Dive Brief:
- Virtually all companies have experienced some type of intrusion due to vulnerable code, application security firm Checkmarx said in a report released Thursday.
- Nearly eight in 10 firms reported experiencing such breaches in 2023, but that figure climbed more than 90% last year and reached 98% this year.
- At the same time, eight in 10 companies said they sometimes or often released software with code they knew was vulnerable, up from two-thirds in 2024. “This isn’t oversight,” Checkmarx said. “It’s strategy.”
Dive Insight:
While many cyberattacks exploit human error, including through social engineering, software vulnerabilities remain a potent way to penetrate a target network. But despite widespread awareness of this fact, Checkmarx said, “security breaches caused by vulnerable code remain widespread.”
“Most organizations know the risks,” the company observed, “yet too few are acting decisively to reduce them.”
The percentage of surveyed organizations that experienced four or more breaches per year nearly doubled since Checkmarx’s last annual survey, reaching 27% this year after hitting 16% in 2024.
Checkmarx said the rise “suggests a compounding risk effect, where each breach potentially weakens defenses, exposes additional vulnerabilities, or signals deeper systemic issues in the organization’s software development and security practices.”
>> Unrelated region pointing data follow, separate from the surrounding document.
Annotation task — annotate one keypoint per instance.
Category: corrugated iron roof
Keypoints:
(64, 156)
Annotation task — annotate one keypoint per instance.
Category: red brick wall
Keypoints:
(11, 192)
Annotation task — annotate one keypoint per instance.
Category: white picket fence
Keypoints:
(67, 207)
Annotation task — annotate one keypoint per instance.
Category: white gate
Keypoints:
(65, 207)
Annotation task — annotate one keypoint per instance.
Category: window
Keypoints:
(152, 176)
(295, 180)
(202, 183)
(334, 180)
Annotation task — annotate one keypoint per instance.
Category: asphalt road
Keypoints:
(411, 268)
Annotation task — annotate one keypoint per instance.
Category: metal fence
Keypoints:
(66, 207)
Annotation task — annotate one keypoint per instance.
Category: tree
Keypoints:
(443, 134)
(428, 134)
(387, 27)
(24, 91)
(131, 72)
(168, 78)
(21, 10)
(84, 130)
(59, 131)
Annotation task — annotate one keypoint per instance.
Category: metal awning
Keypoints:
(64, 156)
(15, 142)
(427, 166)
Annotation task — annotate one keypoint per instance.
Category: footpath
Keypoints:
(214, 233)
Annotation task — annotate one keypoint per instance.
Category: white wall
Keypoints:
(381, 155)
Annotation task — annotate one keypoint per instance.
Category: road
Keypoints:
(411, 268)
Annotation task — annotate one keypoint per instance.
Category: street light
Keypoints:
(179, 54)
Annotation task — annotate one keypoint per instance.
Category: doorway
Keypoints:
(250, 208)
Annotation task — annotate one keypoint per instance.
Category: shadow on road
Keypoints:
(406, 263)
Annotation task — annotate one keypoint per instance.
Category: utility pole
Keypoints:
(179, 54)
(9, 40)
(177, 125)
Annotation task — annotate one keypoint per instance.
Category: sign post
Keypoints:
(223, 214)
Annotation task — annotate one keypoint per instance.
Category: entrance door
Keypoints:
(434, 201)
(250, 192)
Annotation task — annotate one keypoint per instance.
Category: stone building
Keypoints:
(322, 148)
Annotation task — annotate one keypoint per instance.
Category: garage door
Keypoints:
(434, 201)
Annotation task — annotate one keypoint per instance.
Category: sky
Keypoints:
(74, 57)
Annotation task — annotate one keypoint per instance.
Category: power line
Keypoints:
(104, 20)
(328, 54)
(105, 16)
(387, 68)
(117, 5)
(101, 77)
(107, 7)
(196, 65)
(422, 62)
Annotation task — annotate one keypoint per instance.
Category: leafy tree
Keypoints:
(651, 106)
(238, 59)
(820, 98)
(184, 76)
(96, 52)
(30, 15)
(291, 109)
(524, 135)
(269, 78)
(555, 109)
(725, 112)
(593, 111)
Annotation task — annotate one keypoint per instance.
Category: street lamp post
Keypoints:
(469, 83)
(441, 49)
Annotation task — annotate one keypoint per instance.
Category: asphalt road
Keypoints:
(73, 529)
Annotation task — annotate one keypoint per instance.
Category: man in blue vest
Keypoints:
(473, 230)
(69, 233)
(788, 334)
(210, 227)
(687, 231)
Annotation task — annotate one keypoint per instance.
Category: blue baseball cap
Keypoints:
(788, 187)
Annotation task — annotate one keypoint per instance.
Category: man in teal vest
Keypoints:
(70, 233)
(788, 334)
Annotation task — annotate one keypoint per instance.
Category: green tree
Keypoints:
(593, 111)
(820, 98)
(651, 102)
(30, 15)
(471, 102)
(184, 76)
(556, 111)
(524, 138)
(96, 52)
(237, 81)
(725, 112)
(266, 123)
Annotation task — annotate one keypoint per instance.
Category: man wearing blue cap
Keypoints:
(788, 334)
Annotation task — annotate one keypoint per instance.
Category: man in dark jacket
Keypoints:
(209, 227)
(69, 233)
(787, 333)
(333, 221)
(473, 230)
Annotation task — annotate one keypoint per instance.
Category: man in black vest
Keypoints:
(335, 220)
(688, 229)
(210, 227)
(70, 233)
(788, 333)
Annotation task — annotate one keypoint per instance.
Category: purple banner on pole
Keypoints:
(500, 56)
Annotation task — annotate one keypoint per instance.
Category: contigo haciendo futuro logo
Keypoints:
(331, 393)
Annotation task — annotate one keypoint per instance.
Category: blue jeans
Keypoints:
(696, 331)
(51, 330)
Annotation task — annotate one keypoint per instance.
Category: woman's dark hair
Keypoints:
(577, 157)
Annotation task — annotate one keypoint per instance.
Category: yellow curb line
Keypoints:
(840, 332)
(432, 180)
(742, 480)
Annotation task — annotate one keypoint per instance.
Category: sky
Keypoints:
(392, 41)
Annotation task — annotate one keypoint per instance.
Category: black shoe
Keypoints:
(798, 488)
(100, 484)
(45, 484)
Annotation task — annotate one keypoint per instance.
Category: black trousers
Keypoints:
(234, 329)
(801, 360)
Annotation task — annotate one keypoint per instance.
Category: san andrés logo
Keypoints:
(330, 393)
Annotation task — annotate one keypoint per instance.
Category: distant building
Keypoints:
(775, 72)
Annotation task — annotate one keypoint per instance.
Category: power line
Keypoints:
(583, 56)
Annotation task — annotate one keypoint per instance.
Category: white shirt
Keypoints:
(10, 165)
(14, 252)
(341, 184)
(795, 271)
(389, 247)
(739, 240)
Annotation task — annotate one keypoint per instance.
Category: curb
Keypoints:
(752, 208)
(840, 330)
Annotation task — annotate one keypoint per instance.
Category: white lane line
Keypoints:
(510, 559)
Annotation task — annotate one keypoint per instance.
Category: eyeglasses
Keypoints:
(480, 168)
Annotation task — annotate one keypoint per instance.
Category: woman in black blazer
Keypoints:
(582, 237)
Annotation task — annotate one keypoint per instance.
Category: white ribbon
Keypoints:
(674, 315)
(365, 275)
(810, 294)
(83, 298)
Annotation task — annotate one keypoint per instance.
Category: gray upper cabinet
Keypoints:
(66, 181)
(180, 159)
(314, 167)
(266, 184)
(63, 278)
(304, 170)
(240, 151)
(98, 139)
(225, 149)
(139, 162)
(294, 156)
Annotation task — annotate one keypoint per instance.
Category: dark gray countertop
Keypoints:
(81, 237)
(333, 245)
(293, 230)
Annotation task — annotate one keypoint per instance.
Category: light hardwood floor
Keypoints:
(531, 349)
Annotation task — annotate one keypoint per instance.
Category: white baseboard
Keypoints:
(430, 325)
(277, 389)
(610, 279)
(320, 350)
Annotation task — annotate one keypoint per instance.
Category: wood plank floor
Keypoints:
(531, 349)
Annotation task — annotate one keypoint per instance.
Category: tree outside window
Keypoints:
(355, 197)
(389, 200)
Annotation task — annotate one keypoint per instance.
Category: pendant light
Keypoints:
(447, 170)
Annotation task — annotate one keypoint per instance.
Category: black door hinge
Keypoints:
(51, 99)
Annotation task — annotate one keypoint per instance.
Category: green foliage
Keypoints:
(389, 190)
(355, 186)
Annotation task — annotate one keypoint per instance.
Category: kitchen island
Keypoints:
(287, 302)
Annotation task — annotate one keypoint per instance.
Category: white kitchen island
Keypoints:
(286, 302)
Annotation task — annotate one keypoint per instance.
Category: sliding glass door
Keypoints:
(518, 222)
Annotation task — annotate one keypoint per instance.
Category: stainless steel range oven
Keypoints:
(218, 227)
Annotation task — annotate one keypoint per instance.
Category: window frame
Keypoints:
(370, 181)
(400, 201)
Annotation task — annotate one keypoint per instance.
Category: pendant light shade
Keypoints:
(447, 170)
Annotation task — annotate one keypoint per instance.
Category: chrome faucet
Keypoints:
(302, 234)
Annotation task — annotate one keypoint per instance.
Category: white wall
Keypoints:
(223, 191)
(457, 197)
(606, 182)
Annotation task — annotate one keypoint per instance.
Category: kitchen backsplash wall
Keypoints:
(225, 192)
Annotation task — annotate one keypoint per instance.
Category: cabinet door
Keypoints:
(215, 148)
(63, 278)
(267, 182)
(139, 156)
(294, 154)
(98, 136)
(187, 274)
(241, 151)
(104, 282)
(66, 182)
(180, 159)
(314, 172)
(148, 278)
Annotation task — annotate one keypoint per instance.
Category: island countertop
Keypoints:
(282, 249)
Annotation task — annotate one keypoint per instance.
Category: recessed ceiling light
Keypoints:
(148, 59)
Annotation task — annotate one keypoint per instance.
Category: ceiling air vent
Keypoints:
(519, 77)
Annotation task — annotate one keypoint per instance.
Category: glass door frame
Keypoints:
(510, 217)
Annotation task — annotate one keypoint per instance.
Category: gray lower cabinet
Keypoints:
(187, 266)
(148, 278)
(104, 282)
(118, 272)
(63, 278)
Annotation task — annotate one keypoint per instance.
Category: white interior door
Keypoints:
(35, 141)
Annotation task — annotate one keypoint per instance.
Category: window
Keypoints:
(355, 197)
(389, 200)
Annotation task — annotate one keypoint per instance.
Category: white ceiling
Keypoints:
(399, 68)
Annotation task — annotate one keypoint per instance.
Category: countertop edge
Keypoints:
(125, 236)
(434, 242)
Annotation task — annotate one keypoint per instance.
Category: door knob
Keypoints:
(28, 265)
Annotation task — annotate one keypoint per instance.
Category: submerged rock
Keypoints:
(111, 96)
Checkmarx’s report is based on surveys of 514 chief information security officers, 501 application security managers and 504 software developers in the U.S. and eight other countries.
More than a third of companies (35%) expect to experience a software supply-chain compromise in the next 12 to 18 months, topping the list of expected attack vectors. The same percentage of companies predicted that they would experience a breach due to a vendor intrusion, while roughly the same number of respondents predicted an intrusion due to a cloud service misconfiguration.
Only 31% of CISOs and application security managers consider their security program to be highly mature. Another 47% said they had above-average programs that had room for improvement. Checkmarx said it was alarmed to find that nearly 20% of respondents reported “significant gaps” in their programs.
Companies are also eagerly embracing AI-generated code. Half of respondents said they use AI security code assistants, but 18% of companies have policies governing the use of those tools. Additionally, only 12% of companies said they could adequately manage the security implications of using AI to generate code.